0 visualizações3:20 min. • July 8th, 2025

Para induzir colite - uma doença inflamatória intestinal - em um modelo murino, pegue um camundongo alojado em uma gaiola.

Substitua a água potável por uma solução de sulfato de dextrano sódico, DSS, um polissacarídeo indutor de colite. Permita que o mouse consuma a solução para desenvolver colite.

Após o consumo, o DSS entra no lúmen do cólon do camundongo. O cólon contém uma espessa camada de muco, fornecendo uma barreira física entre os micróbios comensais e a monocamada de células epiteliais subjacentes.

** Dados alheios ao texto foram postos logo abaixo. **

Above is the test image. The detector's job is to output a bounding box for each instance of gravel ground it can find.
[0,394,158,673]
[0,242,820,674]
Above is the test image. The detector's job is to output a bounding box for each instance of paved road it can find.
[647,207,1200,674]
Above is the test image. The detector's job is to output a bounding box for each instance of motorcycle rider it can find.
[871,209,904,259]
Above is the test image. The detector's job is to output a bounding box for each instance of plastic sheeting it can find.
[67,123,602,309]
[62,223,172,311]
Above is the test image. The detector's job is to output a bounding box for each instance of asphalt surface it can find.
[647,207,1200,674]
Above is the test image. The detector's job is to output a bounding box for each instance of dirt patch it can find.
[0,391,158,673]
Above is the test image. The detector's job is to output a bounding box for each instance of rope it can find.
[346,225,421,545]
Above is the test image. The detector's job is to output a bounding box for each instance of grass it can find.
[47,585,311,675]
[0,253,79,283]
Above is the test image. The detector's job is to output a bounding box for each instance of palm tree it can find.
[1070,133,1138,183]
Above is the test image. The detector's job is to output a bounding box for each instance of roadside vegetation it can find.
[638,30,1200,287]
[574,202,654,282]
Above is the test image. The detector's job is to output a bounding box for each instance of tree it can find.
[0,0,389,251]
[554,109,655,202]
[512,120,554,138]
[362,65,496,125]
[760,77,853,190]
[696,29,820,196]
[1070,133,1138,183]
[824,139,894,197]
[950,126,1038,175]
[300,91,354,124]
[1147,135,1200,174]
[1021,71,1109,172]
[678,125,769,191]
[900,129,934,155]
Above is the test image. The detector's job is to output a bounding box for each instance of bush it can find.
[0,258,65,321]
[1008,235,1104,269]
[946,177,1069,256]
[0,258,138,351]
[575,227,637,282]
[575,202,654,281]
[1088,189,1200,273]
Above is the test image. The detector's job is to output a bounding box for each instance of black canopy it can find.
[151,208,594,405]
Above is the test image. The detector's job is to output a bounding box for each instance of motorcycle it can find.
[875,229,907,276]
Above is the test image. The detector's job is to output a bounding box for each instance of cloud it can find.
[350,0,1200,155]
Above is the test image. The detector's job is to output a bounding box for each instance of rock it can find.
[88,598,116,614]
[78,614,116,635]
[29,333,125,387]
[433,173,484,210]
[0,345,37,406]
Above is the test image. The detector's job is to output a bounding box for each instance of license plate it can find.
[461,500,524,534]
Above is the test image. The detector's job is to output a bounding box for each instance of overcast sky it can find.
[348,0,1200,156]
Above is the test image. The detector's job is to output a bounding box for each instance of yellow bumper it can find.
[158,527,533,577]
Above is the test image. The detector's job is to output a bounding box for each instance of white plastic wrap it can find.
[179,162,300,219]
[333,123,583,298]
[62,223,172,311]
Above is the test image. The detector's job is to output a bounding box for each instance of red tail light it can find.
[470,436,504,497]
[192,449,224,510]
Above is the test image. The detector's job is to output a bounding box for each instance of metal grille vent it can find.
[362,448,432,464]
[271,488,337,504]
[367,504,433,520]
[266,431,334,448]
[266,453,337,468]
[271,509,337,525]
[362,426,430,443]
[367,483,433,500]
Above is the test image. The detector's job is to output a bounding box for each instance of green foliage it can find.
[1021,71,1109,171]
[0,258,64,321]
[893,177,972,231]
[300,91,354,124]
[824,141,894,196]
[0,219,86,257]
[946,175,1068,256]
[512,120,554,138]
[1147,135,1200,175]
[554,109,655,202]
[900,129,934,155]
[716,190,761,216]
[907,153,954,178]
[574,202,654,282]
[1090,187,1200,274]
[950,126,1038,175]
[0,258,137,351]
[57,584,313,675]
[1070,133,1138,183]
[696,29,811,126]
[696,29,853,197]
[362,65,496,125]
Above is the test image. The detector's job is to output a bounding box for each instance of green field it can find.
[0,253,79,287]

O DSS penetra na camada de muco, entrando nas células epiteliais. Dentro das células, o DSS altera a expressão de proteínas de junção apertada e induz a apoptose, resultando na ruptura da camada epitelial e da barreira mucosa. Isso permite a entrada de micróbios luminais na lâmina própria - o tecido subjacente com células dendríticas e macrófagos residentes.

As células imunes reconhecem os micróbios, ativando a sinalização a jusante para secretar citocinas pró-inflamatórias. As citocinas causam a infiltração de um grande número de células T que montam uma resposta imune exagerada, resultando em inflamação.

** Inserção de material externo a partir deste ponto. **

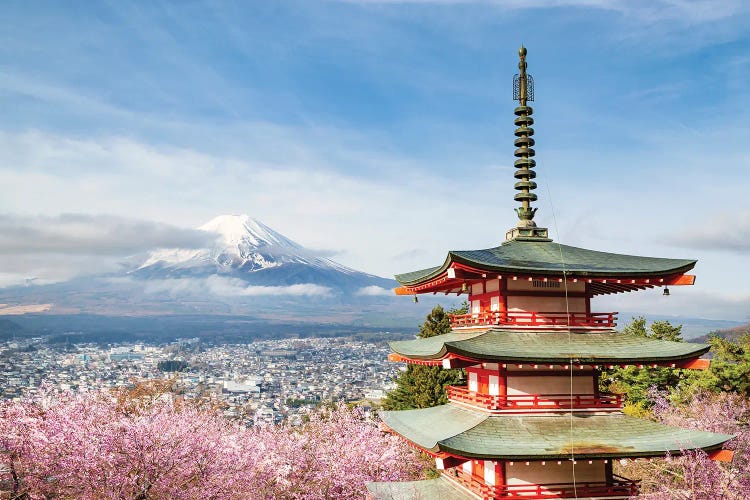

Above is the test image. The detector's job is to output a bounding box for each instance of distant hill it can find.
[696,323,750,342]
[0,318,26,340]
[0,215,453,329]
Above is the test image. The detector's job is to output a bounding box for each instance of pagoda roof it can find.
[380,403,734,460]
[396,240,696,286]
[389,328,711,364]
[366,476,477,500]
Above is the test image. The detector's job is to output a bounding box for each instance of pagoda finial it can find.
[506,45,547,240]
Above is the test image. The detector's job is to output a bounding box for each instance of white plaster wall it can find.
[505,460,606,485]
[471,300,482,314]
[508,280,586,294]
[490,297,500,311]
[487,375,500,396]
[507,374,594,396]
[484,460,495,485]
[469,372,479,392]
[508,295,586,312]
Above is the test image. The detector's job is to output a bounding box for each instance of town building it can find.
[368,47,732,499]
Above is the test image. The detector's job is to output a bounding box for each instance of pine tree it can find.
[383,302,469,410]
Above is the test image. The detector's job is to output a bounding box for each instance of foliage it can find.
[383,301,469,410]
[620,391,750,500]
[0,386,424,500]
[685,333,750,397]
[600,316,687,410]
[600,317,750,410]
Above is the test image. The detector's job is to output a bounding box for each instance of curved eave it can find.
[381,404,734,460]
[365,476,477,500]
[396,242,697,288]
[389,329,711,365]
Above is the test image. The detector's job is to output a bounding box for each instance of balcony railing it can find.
[450,311,617,328]
[446,467,638,500]
[447,385,622,410]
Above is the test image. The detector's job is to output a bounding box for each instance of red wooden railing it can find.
[447,467,638,499]
[447,385,622,410]
[450,311,617,328]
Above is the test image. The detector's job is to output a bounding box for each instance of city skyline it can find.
[0,0,750,320]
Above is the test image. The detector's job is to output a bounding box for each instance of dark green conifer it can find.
[383,302,469,410]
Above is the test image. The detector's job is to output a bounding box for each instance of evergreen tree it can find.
[383,302,469,410]
[681,333,750,397]
[600,316,686,415]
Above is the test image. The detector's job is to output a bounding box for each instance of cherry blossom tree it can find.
[0,393,424,500]
[622,391,750,500]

Monitore o camundongo tratado quanto a distúrbios gastrointestinais e perda de peso, indicando o início da colite.

Eutanásia do camundongo; isole cirurgicamente todo o cólon. Divida o cólon em seções proximal, média e distal e adicione um fixador para preservação do tecido.

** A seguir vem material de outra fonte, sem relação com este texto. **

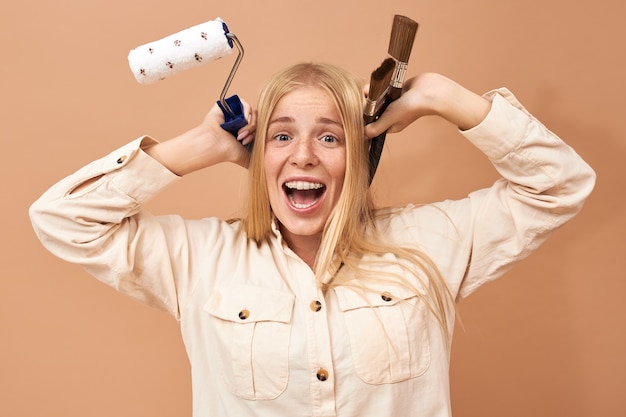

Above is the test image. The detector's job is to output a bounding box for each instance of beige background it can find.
[0,0,626,417]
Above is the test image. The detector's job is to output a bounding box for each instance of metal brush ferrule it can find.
[363,99,378,117]
[391,61,409,88]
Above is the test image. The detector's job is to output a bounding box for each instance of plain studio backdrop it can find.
[0,0,626,417]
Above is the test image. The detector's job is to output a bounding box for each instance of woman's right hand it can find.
[144,100,256,176]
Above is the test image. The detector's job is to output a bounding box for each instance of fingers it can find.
[237,100,257,145]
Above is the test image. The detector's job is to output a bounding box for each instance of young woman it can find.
[30,64,595,417]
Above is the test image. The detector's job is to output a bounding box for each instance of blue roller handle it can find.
[217,94,248,136]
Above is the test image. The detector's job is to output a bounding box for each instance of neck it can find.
[281,227,322,270]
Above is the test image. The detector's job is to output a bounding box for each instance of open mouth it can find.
[283,181,326,209]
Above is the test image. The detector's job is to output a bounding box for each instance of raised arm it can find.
[30,101,254,316]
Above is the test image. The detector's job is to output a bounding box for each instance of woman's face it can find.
[264,86,346,244]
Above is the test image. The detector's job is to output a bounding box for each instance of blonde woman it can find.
[30,64,595,417]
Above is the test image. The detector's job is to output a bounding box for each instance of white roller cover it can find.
[128,18,233,84]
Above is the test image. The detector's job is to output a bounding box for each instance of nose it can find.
[290,138,319,167]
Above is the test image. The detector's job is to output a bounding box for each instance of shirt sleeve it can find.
[450,89,595,298]
[390,89,595,300]
[29,137,190,317]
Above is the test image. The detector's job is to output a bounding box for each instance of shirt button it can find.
[309,300,322,313]
[315,368,328,382]
[239,309,250,320]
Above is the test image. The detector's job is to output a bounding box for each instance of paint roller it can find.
[128,17,247,135]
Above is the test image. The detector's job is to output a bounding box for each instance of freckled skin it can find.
[264,86,346,257]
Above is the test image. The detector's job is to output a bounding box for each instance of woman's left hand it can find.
[365,73,491,138]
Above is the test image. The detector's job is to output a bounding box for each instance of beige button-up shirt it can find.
[31,89,595,417]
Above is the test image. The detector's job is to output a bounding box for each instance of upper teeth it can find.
[285,181,324,190]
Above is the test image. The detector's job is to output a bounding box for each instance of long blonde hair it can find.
[243,63,454,339]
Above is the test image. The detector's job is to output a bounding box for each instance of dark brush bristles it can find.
[389,14,418,62]
[368,58,396,101]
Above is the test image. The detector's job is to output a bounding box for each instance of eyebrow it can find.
[268,116,343,128]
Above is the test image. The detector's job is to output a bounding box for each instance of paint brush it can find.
[363,57,396,124]
[387,15,418,101]
[365,15,418,184]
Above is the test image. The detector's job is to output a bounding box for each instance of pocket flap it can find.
[335,282,417,311]
[204,285,295,324]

O tecido está pronto para ensaios a jusante para avaliar a colite.

Para induzir o sulfato de dextrano sódico, ou colite DSS, substitua a água potável regular por solução de DSS a 3% ad libitum por sete dias, medindo o peso corporal de cada camundongo, o consumo da solução de DSS e a produção diária de fezes. Ao final do tratamento de sete dias, coloque o camundongo em decúbito dorsal e use uma tesoura pequena para fazer uma incisão na linha média de três centímetros de comprimento no abdômen.

Em seguida, use uma pinça para levantar o cólon para permitir que ele seja separado do mesentério circundante e extraia todo o cólon até que o ceco e o reto estejam visíveis. Passe o tecido na margem colonocecal e profundamente dentro da pelve, para liberar o cólon proximal e distal, respectivamente.

Meça e registre o comprimento do cólon isolado e use uma seringa de 10 mililitros equipada com uma agulha de gavagem para lavar o cólon com 10 mililitros de PBS gelado para remover as fezes e o sangue até que o eluato escorra limpo. Para identificação histológica, divida as amostras de tecido em seções proximais, médias e distais de tamanhos iguais e fixe os tecidos em paraformaldeído a 4% durante a noite a quatro graus Celsius.